Currently, fertilizer prices remain at relatively high levels, with multiple factors—including adjustments to international trade policies and energy price volatility—exacerbating market uncertainty. Regarding future trends, several analysts and corporate executives in the global agriculture and agricultural supplies sector recently stated on public platforms that fertilizer prices will remain firm through 2026.

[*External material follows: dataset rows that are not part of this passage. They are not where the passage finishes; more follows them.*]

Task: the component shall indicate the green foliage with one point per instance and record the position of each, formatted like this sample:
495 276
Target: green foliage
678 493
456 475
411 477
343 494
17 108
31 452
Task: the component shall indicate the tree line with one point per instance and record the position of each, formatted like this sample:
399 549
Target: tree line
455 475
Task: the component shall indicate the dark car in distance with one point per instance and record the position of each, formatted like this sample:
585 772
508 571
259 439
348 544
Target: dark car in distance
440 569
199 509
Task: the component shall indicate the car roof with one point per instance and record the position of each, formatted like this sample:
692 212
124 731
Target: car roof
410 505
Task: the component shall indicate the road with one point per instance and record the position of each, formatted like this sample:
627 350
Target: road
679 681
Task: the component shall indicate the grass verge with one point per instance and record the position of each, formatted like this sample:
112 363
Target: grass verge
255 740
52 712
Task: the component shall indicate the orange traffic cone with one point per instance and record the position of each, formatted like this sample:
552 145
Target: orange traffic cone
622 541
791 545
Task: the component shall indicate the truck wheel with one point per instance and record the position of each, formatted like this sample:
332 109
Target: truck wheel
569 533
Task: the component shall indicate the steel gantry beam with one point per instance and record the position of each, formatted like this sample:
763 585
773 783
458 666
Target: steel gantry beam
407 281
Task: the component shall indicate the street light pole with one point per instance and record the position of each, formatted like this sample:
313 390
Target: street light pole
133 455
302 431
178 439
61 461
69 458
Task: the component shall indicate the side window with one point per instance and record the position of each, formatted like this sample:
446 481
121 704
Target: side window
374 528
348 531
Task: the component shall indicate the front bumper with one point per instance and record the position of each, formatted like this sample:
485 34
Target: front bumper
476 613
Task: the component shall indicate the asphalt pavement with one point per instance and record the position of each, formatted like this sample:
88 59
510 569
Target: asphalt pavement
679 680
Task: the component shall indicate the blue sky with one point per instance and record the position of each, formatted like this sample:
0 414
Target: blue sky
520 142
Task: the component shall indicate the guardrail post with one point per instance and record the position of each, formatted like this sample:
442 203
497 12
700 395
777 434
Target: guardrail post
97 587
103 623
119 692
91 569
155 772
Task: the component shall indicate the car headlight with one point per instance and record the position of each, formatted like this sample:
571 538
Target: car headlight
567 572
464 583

Keith Busch, CEO of ClearCost, noted that structural supply shortages, trade disruptions, and rising logistics costs are persistently driving up global fertilizer prices. Fertilizer prices are expected to remain strongly supported in the coming years, with little prospect of a substantial decline in the short term. He highlighted significant global supply gaps for nitrogen and phosphorus, noting that the lengthy industry construction cycle means restoring supply-demand balance will take time. Nitrogen supply-demand equilibrium may require about two years to return, while phosphorus balance could take three to four years. Geopolitical and trade complexities further intensify cost pressures. Although fertilizers from Russia, Ukraine, and Iran continue to flow into global markets, supply chain channels have become highly convoluted. Compared to previous low-cost supply patterns, their stabilizing effect on global fertilizer prices has largely dissipated.

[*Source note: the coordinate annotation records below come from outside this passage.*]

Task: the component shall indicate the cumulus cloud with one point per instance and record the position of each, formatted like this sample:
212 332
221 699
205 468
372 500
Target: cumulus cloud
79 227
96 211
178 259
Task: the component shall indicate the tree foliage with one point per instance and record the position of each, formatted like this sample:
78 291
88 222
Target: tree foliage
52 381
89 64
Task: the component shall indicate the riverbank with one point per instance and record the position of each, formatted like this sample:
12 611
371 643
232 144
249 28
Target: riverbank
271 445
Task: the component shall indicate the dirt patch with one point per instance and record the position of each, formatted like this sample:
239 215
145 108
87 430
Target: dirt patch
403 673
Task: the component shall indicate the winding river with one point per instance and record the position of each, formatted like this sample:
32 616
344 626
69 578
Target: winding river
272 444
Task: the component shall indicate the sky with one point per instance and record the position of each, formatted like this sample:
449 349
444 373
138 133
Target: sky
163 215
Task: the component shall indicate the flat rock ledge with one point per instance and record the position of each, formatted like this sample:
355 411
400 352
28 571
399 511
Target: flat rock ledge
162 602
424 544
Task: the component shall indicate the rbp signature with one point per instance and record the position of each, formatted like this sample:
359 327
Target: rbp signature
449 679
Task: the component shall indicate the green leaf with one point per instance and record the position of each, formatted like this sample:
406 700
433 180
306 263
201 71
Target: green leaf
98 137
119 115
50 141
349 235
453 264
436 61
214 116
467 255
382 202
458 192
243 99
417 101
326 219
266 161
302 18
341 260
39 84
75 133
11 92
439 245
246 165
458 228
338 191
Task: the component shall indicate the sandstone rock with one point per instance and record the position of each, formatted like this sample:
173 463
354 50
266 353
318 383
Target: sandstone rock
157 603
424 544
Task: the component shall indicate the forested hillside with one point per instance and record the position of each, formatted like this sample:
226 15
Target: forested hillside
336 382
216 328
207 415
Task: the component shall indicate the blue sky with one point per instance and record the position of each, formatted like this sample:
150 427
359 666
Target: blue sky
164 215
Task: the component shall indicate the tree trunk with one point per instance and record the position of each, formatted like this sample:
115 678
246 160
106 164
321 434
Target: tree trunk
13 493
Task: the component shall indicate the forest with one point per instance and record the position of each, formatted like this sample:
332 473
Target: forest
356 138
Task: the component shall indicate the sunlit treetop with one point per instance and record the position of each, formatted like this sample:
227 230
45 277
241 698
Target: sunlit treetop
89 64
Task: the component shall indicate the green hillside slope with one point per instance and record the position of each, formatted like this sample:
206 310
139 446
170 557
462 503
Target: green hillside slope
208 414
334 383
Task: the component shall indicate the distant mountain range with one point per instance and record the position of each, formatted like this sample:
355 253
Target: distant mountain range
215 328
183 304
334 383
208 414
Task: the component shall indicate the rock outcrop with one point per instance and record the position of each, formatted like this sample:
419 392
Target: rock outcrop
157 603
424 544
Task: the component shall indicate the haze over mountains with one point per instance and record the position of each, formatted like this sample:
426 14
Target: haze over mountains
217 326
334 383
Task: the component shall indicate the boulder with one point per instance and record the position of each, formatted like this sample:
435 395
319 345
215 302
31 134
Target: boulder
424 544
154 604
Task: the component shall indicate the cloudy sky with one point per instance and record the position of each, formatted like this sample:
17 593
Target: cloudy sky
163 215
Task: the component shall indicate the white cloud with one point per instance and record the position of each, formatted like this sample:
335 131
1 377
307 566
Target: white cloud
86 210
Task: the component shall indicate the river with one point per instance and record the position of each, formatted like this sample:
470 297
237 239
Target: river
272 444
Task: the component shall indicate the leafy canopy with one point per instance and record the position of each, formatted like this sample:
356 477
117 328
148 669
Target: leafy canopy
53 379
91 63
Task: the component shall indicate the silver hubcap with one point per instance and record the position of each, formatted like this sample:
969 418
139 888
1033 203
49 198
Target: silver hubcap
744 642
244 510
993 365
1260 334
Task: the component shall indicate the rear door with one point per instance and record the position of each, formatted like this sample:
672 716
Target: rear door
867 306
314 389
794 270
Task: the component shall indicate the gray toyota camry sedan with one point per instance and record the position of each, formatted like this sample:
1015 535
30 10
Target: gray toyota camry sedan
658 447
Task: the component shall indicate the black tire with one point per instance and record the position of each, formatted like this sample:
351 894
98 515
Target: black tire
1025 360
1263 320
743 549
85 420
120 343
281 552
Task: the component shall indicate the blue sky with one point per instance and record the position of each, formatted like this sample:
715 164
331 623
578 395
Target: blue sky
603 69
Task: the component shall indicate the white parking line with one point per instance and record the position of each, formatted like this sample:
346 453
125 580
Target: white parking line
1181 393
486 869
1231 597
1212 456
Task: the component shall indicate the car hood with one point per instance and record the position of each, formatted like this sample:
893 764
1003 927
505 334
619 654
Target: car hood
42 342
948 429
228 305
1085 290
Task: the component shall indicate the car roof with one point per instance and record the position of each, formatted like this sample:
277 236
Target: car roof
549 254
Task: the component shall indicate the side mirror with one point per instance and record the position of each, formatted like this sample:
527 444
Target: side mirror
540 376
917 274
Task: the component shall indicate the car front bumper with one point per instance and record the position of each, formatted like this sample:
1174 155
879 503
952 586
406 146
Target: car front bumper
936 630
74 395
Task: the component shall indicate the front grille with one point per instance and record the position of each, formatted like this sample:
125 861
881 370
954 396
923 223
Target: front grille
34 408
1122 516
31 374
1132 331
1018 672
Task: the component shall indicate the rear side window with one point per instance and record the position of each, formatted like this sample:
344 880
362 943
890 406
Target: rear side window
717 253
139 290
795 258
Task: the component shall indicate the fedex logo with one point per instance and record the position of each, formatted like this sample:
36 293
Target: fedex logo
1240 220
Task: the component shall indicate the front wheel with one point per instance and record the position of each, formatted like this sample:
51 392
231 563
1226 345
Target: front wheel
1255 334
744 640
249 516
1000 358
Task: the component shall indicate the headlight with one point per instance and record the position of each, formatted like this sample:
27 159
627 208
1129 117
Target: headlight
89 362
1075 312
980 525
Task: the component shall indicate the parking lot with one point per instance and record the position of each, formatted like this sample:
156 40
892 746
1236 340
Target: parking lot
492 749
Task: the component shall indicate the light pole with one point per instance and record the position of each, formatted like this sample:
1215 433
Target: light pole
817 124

Josh Linville, Vice President of Fertilizer at StoneX, also holds a pessimistic outlook on fertilizer prices returning to low levels. Currently, major global nitrogen fertilizer exporters face varying degrees of supply constraints: Iran, the world's third-largest urea exporter, may see supply disrupted by ongoing domestic tensions; the EU, a key trading region for urea, liquid ammonia, and UAN (urea ammonium nitrate solution), has only restored production to 75% of normal levels; Russia, the world's largest urea exporter and formerly the top exporter of liquid ammonia and UAN before the Ukraine crisis, continues to face uncertainty in its fertilizer exports due to ongoing tensions. Josh Linville anticipates that while fertilizer prices in 2026 won't surge to 2022's peak levels, they are unlikely to fall back to the lows seen in 2020.

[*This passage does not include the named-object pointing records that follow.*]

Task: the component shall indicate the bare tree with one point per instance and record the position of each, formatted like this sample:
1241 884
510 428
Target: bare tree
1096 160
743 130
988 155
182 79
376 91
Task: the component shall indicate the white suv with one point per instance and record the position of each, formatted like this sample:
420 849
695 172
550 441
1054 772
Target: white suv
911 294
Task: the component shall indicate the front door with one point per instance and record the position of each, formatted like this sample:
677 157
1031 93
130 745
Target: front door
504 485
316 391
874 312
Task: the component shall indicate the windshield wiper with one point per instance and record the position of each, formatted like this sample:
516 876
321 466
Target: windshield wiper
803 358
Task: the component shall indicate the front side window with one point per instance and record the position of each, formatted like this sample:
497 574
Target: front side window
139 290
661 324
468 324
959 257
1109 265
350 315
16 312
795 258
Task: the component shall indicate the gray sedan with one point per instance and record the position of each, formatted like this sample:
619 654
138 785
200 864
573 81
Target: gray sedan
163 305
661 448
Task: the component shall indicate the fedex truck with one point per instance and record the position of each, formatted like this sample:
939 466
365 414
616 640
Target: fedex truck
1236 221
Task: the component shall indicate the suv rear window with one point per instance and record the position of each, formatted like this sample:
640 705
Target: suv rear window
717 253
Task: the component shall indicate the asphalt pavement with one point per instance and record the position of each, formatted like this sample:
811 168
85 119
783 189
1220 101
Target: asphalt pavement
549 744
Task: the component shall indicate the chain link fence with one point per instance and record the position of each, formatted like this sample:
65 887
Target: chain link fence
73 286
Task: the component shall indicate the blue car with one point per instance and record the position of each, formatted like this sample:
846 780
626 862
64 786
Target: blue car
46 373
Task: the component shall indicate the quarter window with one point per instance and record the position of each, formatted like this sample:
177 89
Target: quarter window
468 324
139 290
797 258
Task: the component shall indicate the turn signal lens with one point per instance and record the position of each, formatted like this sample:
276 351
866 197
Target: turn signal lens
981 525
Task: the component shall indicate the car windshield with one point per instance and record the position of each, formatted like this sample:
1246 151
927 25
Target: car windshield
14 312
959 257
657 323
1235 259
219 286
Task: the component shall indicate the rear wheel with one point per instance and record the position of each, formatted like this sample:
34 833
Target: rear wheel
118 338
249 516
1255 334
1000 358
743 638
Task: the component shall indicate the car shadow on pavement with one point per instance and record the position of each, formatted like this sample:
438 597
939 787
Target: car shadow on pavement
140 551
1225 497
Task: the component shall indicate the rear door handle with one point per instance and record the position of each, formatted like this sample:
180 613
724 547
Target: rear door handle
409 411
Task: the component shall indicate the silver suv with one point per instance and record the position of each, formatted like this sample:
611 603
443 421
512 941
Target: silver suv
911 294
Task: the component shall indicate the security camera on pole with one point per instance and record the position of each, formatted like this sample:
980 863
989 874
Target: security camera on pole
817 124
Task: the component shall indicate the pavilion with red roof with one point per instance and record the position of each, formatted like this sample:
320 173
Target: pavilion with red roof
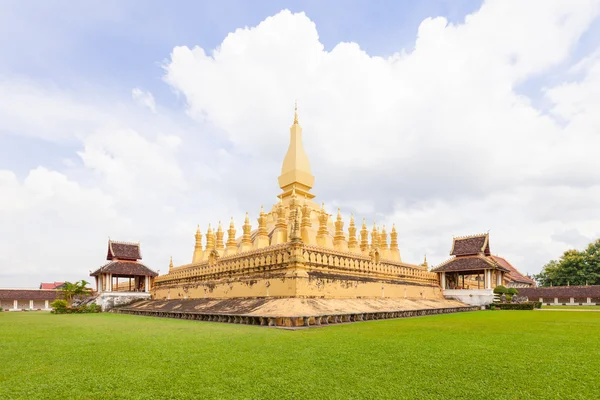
124 263
472 272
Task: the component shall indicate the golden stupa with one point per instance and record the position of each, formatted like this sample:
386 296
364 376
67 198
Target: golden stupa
298 250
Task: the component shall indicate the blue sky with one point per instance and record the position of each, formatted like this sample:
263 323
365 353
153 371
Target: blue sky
445 117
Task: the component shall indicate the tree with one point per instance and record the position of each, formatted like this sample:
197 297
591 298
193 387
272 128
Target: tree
78 289
574 267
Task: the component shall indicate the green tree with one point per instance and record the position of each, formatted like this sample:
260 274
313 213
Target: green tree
574 267
78 289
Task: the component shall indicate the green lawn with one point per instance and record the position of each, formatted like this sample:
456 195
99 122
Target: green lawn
478 355
572 307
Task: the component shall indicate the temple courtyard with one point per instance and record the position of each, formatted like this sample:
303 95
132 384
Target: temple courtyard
470 355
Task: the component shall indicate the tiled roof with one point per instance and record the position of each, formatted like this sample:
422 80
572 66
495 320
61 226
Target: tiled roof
123 251
513 274
468 263
560 291
28 294
124 268
470 245
51 285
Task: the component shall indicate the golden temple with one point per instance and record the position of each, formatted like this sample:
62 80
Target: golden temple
297 250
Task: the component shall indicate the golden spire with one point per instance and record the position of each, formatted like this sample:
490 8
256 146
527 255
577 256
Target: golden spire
352 242
339 240
210 239
364 236
219 243
296 113
295 170
383 238
306 211
394 252
197 257
247 228
394 238
231 243
262 223
198 237
374 236
339 227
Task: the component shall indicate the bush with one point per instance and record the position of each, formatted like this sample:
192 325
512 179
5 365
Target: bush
59 306
515 306
500 290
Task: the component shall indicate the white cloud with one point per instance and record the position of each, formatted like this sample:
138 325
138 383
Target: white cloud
441 125
145 99
437 140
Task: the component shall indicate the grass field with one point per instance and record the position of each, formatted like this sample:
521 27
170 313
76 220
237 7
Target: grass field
478 355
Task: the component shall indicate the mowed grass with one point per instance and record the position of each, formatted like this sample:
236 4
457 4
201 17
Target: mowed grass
572 307
478 355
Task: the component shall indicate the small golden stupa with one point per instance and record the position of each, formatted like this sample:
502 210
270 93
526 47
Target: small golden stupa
297 250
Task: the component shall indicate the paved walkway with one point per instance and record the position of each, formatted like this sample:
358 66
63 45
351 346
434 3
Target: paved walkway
566 309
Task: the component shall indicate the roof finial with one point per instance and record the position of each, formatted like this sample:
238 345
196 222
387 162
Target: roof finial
296 112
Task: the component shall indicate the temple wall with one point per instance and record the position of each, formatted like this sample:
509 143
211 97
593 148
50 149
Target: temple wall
284 286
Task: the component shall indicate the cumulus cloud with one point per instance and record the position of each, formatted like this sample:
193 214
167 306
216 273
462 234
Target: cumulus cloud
439 140
439 135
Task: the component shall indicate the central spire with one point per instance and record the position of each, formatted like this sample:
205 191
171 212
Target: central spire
295 171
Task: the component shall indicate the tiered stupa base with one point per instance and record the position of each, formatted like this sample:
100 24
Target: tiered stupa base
292 312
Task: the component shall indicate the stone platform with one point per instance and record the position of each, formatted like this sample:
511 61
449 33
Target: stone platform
292 312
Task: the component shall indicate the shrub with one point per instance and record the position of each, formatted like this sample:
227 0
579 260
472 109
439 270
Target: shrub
500 290
59 306
516 306
94 308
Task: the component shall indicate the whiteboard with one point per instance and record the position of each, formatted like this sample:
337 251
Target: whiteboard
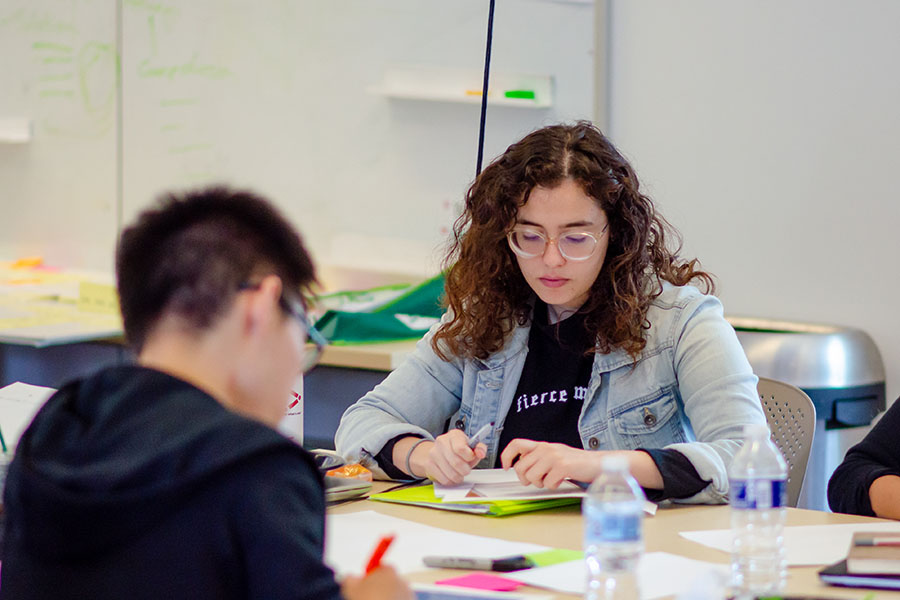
58 192
275 95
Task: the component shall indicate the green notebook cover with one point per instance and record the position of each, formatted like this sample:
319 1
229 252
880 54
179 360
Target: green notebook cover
423 495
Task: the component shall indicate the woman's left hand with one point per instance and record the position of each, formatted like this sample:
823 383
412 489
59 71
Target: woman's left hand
546 464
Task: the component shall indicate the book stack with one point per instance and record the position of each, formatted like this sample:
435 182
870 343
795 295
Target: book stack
873 561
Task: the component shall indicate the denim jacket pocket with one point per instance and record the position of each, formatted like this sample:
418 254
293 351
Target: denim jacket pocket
650 422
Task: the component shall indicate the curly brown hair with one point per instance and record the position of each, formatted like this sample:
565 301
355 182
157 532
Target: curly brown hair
485 290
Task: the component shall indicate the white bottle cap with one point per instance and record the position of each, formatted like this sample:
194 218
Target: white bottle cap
756 430
614 462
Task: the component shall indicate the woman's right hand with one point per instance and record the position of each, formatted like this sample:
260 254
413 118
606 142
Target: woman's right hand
381 584
446 460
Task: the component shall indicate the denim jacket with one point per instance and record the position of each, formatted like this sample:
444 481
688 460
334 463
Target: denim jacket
691 390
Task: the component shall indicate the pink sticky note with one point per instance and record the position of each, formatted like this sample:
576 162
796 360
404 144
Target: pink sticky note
482 581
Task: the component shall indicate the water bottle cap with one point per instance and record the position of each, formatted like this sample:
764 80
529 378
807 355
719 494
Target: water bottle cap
614 462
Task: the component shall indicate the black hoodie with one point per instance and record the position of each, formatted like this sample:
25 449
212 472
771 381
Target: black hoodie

Silje Ingeberg Nygaard, Director of International Market Intelligence at Yara, stated at a company event that despite China's urea exports surging significantly in 2025 compared to the previous year, global urea prices still rose. Nygaard pointed out that global urea demand is growing steadily at an annual rate of 1.7%, while supply-side growth lags behind demand. Since 2010, global urea production capacity has increased by 50 million tons, yet actual output rose by only 30 million tons during the same period. Plant closures and low capacity utilization rates are the core reasons. She calculated that over the next decade, based on China's export patterns, global urea supply must increase by 3.9 million tons annually to match demand growth. However, given the current industry landscape, the scale of new capacity additions over the next five years will clearly fall short of this target.
Supply-side pressures in the phosphate fertilizer market are equally pronounced. Josh Linville analyzed that two key factors are driving phosphate fertilizer prices to remain elevated. First, China's phosphate fertilizer exports have sharply contracted, with exports not expected to resume until August 2026. Second, the production challenges surrounding superphosphate. As a low-phosphorus fertilizer product, superphosphate production relies heavily on sulfur. Recent sharp increases in sulfur prices have significantly raised production costs. One superphosphate plant in Brazil has already halted operations due to these costs, and Linwell anticipates more plants may follow suit. Linwell stated bluntly that current phosphate fertilizer prices are already at elevated levels, and a substantial decline remains unlikely in the near term.
Samuel Taylor, Senior Agricultural Input Analyst at Rabobank, also noted that U.S. tariff policies have kept phosphate fertilizer prices elevated. Even if some tariffs are later removed, they are unlikely to trigger significant price fluctuations. Concurrently, China's reduced phosphate fertilizer exports, coupled with declining shipments from Russia, Morocco, and Saudi Arabia, have further tightened global supply. These converging factors collectively drive sustained high costs within the phosphate fertilizer industry.